276km Reception of Beacon in Wales on 28 MHz


During a Sporadic-E opening on the 20th of May 2020, I came across GW7HDS/B beacon in the south of Wales on 28.2215 MHz.

This is a very unusual beacon for me as it is 276 kms away and would normally be too far away for tropo and too close for Sporadic-E. When I heard it first, I thought it must have been some exceptionally short Sporadic-E.

I noticed however that the signal was pretty constant. After a few hours, it was still there and didn't behave like Sporadic-E.

By accident, I also noticed that the BBC Radio 4 signal on 104.9 MHz from Haverfordwest on the west coast of Wales was a big signal here.
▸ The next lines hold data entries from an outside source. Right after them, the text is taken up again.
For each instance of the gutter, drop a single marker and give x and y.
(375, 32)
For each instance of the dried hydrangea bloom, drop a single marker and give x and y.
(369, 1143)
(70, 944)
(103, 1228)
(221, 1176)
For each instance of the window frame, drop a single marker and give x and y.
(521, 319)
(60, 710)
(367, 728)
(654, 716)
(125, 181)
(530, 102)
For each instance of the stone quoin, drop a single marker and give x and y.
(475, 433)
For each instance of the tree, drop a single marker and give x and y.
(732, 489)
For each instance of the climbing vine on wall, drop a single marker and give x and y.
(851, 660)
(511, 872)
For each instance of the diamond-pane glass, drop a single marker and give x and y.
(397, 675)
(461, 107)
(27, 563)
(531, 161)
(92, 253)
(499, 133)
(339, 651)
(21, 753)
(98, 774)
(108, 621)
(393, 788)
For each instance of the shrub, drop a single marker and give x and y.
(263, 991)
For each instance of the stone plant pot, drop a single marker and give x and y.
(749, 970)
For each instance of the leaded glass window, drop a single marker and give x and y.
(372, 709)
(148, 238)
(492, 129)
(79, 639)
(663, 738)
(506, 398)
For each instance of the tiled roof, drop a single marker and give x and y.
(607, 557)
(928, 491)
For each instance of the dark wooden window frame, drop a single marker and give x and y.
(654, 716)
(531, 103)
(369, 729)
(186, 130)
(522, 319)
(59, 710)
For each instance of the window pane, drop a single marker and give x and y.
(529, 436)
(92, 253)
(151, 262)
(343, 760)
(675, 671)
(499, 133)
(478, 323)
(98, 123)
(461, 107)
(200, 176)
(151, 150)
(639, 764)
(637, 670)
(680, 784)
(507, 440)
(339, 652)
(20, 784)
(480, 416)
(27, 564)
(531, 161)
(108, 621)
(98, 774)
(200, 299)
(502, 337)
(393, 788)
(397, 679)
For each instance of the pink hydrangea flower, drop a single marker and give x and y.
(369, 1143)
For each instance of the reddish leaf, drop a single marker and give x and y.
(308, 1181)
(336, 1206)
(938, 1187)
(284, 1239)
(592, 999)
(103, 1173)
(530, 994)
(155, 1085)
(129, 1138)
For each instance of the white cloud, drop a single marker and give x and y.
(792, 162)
Even though it is some 140 kms distant, I was able to listen to it using just my mobile phone and the headset lead as an antenna.

Later in the evening, the GW7HDS beacon had gone and coincidentally, so had the signal on 104.9 MHz.

I often hear stations on the west coast of Wales on 10m on FT8 but it's hard to read any meaning into signals that are there in bursts and are infrequent. Are they tropo? Aircraft scatter? Back scatter?

Tropo conditions on the higher VHF bands like 2-metres and 70-cms are pretty common but not so much on the lower bands like 10-metres. Was it a tropo signal on 28 MHz? Possibly but I still suspect it might have been backscatter for Sporadic-E.

With the beacon frequency stored safely in a memory channel on the radio, I'll have to look out for it again in the future.